Method and participants

We used a multi-method approach that included interviews; a Web-based participation meeting (Rohrbaugh, 2000); statistical analysis of the collected data; and a facilitated, face-to-face discussion meeting of the results and future research opportunities.

We decided to convene a group of experts for this study because experts embody cultural legitimacy and technical rationality (Demortain, 2008). In addition, like Mumpower and Stewart (1996, p. 193), we defined experts as those who are regarded as such by others within a certain field of knowledge or activity. The group of experts that participated in this investigation was composed of presidents of the System Dynamics Society and winners of awards from the Society3 (i.e., the Jay W. Forrester Award, the Lifetime Achievement Award, and the Lifetime Service Recognition Award). The group was chosen to include individuals with the highest, uncontroversial levels of recognition in the system dynamics field.

The number of experts invited was 27; of these, two declined to participate because of time constraints. The participation level in the study was 80 % (20 out of the 25 experts). The levels of participation fluctuated throughout the different stages of the process: participation was the highest during elicitation, followed by the prioritization segment, and then by clustering. The main professional activity of the participants in the study is distributed as follows: 16 experts (64%) were identified as academics only, five experts (20%) as practitioners only, and four experts (16%) as both.

Design

Because “there are many ways in which system dynamicists represent the widely practiced, although informally implemented, modeling heuristics they use” (Saeed, 1992, p. 251), the framework used in this study was determined on the basis of the existing literature and on suggestions from a group of experts.
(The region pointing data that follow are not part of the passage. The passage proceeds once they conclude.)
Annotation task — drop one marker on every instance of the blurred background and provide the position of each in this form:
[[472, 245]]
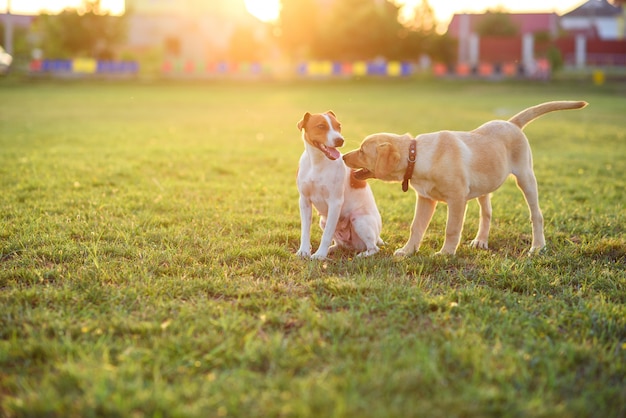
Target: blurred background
[[312, 38]]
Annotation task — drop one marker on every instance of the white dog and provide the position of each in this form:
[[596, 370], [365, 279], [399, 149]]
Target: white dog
[[348, 212], [454, 167]]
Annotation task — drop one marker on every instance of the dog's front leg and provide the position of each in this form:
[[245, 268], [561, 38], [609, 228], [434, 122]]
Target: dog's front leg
[[334, 210], [306, 213], [482, 237], [424, 210], [454, 226]]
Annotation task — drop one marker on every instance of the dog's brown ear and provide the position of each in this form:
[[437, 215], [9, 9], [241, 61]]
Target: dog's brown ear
[[387, 160], [304, 120]]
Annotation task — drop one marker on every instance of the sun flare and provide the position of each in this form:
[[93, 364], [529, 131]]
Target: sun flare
[[266, 10]]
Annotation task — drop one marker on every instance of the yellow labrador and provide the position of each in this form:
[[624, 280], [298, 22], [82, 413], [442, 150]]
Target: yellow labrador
[[454, 167]]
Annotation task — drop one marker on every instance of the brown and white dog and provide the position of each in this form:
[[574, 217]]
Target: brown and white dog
[[348, 212], [454, 167]]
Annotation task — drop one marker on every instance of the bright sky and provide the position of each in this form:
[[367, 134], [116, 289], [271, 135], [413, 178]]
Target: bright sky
[[267, 9]]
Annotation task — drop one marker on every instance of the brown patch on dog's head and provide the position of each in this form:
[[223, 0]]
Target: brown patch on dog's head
[[355, 182], [323, 131], [378, 157]]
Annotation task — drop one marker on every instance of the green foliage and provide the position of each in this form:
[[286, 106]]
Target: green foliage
[[244, 47], [147, 260], [497, 24], [86, 33], [354, 30]]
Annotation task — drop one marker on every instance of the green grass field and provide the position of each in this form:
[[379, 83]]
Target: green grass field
[[147, 260]]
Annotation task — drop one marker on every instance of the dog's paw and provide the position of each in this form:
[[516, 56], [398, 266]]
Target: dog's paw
[[402, 252], [444, 253], [319, 256], [476, 243], [536, 250], [369, 252], [303, 254]]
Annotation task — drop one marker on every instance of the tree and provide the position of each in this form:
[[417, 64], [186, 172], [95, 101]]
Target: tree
[[422, 19], [244, 45], [297, 27], [497, 23], [360, 29], [84, 32]]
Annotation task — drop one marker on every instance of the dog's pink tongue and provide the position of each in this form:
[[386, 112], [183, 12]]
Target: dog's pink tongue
[[333, 153]]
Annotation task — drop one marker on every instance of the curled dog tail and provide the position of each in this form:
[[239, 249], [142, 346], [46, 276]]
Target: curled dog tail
[[526, 116]]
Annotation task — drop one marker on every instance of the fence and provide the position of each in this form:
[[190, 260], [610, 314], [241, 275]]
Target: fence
[[78, 67]]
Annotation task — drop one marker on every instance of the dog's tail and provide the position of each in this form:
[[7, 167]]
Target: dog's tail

Table 3 presents three illustrations of how the system dynamics modeling process is described in the literature and how these descriptions compare with the framework used in this study—a modification of Richardson and Pugh's (1981, pp. 16–17) seven-stage framework with one additional stage.4

Table 3. Approaches to the system dynamics modeling process—Stages of system dynamics modeling processThumbnail image of

The overview of the system dynamics modeling approach presented in Figure 2 contains two outstanding characteristics: (1) it is depicted as a cycling, iterative process; and (2) it explicitly presents the key products of the process as integral parts of it (italicized and underlined in the figure): understanding of the model and understanding of the problem and the system. In a typical system dynamics study, “the model is a means to an end, and that end is understanding”5 (Richardson and Pugh, 1981, p. 16). Any system dynamics modeling effort should have as its goal increased understanding of the problem under study and of the system in which it is taking place.

Figure 2.

Overview of the system dynamics modeling approach (adapted from Richardson and Pugh, 1981, Figure 1.11, p. 17)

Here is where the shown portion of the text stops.